Start Free Today →Volunteer Screening in Michigan: What You Need to Know
Michigan is notable for its lack of a mandatory school volunteer background check law, which stands in contrast to most peer states and has been the subject of news investigations and legislative proposals. The Michigan Department of Education recommends but does not require checks, leaving compliance entirely to local districts. Michigan's large automotive industry volunteer culture (Ford, GM, Stellantis employee programs) and its significant faith-based volunteer community (particularly in West Michigan's Reformed tradition) create substantial practical demand for screening that outpaces current legal mandates. The 2020 MCL 400.586l aging services law was a targeted expansion driven by elder abuse concerns in in-home care settings.
Compliance Tips for Michigan Nonprofits
- 1
Even though Michigan law does not mandate school volunteer background checks, implement them voluntarily — your school district's liability insurer, your accreditation body, and parent community expectations effectively require it; districts without a policy face reputational and legal risk.
- 2
Use ICHAT ($10/check, public access online) for a quick, affordable first-pass state check on volunteers — note that ICHAT is name and date of birth only and will not capture records under alias names or records from other states.
- 3
For aging services volunteers under MCL 400.586l, complete the ICHAT and national sex offender registry check before the volunteer's first client contact — the statute does not permit conditional placement pending results.
- 4
For licensed childcare volunteers, engage LARA's BCHS to determine whether your facility's license requires fingerprint-based checks for volunteers with unsupervised child access — the rules vary by facility type (center vs. family home vs. group home).
- 5
Run a Michigan Sex Offender Registry check (free, searchable on MSP public website) as a baseline screen alongside ICHAT for all volunteers with child or elder contact — this two-step free check catches the most serious disqualifying status quickly.

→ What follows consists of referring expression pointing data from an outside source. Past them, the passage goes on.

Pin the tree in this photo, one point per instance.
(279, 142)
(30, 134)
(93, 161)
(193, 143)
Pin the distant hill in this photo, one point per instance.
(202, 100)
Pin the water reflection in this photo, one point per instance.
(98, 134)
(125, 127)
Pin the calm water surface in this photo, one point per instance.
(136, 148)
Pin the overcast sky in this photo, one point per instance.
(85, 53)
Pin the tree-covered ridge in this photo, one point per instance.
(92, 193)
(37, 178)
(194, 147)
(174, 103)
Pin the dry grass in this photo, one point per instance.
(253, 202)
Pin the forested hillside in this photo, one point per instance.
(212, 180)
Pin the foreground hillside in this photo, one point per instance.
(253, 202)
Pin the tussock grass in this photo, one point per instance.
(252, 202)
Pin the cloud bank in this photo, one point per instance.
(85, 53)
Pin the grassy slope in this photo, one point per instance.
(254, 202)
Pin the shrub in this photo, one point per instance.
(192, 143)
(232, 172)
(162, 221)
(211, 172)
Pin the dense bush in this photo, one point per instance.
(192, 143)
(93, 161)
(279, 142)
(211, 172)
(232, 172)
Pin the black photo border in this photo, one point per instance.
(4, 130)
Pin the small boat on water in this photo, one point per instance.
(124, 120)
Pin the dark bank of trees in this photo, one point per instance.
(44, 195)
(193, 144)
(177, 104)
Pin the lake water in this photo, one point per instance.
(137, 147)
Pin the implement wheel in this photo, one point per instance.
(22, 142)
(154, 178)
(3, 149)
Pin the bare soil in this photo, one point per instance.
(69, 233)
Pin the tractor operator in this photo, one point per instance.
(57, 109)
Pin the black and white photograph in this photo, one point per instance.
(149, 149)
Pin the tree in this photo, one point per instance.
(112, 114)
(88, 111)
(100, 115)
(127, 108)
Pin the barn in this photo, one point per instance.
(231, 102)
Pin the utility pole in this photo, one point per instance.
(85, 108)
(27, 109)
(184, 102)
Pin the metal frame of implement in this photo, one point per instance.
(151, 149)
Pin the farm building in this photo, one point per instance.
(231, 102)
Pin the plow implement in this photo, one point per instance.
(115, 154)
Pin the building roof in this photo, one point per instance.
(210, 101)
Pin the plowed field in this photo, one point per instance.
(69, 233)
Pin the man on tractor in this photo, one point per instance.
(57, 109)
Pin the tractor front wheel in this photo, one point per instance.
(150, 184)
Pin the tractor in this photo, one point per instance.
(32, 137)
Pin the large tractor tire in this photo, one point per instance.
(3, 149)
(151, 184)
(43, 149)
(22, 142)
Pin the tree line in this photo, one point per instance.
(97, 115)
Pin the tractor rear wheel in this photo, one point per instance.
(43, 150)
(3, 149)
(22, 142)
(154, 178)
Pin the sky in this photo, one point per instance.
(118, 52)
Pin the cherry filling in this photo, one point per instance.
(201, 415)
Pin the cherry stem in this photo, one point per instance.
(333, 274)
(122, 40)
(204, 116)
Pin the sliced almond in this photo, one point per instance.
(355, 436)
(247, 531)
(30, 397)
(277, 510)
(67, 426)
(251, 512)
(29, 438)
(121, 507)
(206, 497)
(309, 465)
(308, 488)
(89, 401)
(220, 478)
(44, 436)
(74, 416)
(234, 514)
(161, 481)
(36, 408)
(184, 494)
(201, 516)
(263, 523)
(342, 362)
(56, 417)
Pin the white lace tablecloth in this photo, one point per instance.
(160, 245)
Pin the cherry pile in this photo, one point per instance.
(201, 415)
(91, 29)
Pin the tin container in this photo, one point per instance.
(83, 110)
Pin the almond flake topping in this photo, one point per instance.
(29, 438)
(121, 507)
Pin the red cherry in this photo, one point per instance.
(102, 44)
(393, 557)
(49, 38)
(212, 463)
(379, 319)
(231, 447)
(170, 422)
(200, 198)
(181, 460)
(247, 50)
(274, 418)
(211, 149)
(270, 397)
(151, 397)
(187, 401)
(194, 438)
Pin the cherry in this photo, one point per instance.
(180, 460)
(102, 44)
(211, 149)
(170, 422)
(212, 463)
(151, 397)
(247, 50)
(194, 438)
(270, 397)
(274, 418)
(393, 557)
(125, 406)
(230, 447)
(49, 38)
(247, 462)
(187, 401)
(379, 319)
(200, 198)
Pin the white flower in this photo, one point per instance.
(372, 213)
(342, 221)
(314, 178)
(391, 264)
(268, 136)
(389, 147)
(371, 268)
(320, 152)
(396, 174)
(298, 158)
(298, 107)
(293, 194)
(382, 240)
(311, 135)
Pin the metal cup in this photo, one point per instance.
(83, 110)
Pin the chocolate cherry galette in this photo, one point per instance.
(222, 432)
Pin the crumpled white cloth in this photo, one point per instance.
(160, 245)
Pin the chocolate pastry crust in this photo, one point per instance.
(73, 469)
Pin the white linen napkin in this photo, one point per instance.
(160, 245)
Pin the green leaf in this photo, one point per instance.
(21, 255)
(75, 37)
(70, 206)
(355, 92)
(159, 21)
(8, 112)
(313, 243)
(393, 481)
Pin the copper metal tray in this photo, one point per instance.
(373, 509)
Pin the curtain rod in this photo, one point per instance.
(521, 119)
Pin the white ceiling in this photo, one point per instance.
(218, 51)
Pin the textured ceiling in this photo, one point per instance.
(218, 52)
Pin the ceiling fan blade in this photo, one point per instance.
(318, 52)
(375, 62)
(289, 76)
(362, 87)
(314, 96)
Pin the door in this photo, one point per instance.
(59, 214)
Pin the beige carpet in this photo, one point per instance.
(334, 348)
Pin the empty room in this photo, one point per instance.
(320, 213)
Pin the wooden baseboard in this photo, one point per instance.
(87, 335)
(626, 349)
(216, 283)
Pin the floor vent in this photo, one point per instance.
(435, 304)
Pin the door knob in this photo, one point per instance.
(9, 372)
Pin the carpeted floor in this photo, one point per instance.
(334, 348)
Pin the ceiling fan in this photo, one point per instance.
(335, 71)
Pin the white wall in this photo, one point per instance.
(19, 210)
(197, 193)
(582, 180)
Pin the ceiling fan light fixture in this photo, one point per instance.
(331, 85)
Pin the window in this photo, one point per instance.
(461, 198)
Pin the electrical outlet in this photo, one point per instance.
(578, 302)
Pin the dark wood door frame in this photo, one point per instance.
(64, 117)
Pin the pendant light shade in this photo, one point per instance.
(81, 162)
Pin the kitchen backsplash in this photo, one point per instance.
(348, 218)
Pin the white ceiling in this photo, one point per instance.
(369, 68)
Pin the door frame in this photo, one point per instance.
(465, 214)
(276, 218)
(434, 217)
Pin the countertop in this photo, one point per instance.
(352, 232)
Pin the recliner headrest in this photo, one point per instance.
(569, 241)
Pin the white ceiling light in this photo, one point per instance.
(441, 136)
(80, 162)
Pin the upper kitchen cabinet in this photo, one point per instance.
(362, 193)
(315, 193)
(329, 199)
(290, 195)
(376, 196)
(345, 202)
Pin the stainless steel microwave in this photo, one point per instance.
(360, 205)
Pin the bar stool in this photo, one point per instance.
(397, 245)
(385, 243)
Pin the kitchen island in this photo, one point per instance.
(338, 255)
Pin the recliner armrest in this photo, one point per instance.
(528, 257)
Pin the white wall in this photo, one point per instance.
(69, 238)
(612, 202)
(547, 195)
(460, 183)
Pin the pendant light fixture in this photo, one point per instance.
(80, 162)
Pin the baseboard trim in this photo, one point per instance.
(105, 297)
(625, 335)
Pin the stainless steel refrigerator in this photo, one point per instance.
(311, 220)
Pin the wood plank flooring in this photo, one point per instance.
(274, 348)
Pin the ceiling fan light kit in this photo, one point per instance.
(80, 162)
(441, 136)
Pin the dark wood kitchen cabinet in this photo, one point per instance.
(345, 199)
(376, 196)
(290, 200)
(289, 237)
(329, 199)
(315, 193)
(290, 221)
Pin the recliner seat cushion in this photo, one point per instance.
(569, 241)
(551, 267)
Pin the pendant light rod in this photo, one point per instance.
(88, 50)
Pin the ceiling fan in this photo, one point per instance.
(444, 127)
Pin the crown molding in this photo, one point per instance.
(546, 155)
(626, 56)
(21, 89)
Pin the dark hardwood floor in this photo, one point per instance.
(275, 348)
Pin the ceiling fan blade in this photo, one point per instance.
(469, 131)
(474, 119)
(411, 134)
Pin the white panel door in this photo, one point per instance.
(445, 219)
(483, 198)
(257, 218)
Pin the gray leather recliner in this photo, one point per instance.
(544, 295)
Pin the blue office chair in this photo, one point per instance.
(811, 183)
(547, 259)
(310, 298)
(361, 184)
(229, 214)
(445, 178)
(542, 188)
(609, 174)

Frequently Asked Questions
Does MCL 400.586l — Area Agencies on Aging Volunteer Background Checks apply to my nonprofit?
Michigan law applies to nonprofits with volunteers working in covered roles — typically involving direct, unsupervised contact with children, elderly individuals, or vulnerable adults. Michigan does not have a universal state law requiring background checks for school volunteers, a notable gap confirmed by the Michigan Department of Education and multiple news investigations.
What happens if we skip background checks in Michigan?
Failing to screen volunteers in Michigan can expose your organization to negligent supervision liability, loss of insurance coverage, and — in sectors with mandatory requirements — regulatory penalties. Under the federal FCRA, running checks without proper procedures also creates compliance risk.
How long does a Michigan volunteer background check take?
Michigan State Police (MSP), Criminal Justice Information Center (ICHAT and fingerprint processing); Michigan Department of Licensing and Regulatory Affairs (LARA), Bureau of Community and Health Systems (BCHS) for childcare; Michigan Department of Health and Human Services (MDHHS) for aging and child welfare programs typically processes checks in ICHAT: instant to 3 business days; MSP fingerprint: 5–10 business days; FBI national: 2–4 weeks. VolunteerBadge's national criminal database search returns results instantly for most volunteers.